It was an alarming, even sickening, suggestion: Farmers in Zimbabwe hit hard by drought should farm maggots to feed their animals and boost their household incomes
NYANGAMBE, Zimbabwe — At first, the suggestion to try farming maggots spooked Mari Choumumba and other farmers in Nyangambe, a region in southeastern Zimbabwe where drought wiped out the staple crop of corn.
After multiple cholera outbreaks in the southern African nation resulting from extreme weather and poor sanitation, flies were largely seen as something to exterminate, not breed.
“We were alarmed,” Choumumba said, recalling a community meeting where experts from the government and the United States Agency for International Development, or USAID, broached the idea.
People had flocked to the gathering in hope of news about food aid. But many stepped back when told it was about training on farming maggots for animal feed and garden manure.
“People were like, ‘What? These are flies, flies bring cholera’,” Choumumba said.

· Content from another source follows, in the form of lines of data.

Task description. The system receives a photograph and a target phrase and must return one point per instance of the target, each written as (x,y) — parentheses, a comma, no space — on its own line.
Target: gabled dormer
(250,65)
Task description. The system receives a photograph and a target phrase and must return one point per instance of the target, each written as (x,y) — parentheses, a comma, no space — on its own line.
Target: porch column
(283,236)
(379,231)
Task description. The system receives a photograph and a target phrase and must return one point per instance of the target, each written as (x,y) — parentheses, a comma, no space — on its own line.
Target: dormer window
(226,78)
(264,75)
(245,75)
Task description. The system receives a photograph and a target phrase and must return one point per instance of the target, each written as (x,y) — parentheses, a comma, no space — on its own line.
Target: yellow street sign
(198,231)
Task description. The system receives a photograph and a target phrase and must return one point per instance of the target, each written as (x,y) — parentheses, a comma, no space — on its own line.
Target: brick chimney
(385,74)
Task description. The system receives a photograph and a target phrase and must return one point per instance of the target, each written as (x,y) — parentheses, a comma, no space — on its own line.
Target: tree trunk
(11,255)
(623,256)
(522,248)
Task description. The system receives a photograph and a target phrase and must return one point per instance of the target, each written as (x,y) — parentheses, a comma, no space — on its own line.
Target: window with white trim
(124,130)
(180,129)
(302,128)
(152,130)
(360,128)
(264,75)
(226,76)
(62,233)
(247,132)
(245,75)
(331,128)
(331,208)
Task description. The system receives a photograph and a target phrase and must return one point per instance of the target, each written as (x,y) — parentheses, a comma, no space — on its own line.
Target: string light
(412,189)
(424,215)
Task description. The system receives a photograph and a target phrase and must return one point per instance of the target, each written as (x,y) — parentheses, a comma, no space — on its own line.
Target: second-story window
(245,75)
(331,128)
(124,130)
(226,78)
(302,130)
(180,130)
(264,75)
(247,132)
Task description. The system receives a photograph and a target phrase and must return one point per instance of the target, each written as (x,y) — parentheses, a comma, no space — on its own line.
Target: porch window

A year later, the 54-year-old walks with a smile to a smelly cement pit covered by wire mesh where she feeds rotting waste to maggots — her new meal ticket.
After harvesting the insects about once a month, Choumumba turns them into protein-rich feed for her free-range chickens that she eats and sells.
Up to 80% of chicken production costs were gobbled up by feed for rural farmers before they took up maggot farming. Many couldn’t afford the $35 charged by stores for a 50-kilogram (about 110-pound) bag of poultry feed, said Francis Makura, a specialist with a USAID program aimed at broadening revenue streams for farmers affected by climate change.
But maggot farming reduces production costs by about 40%, he said.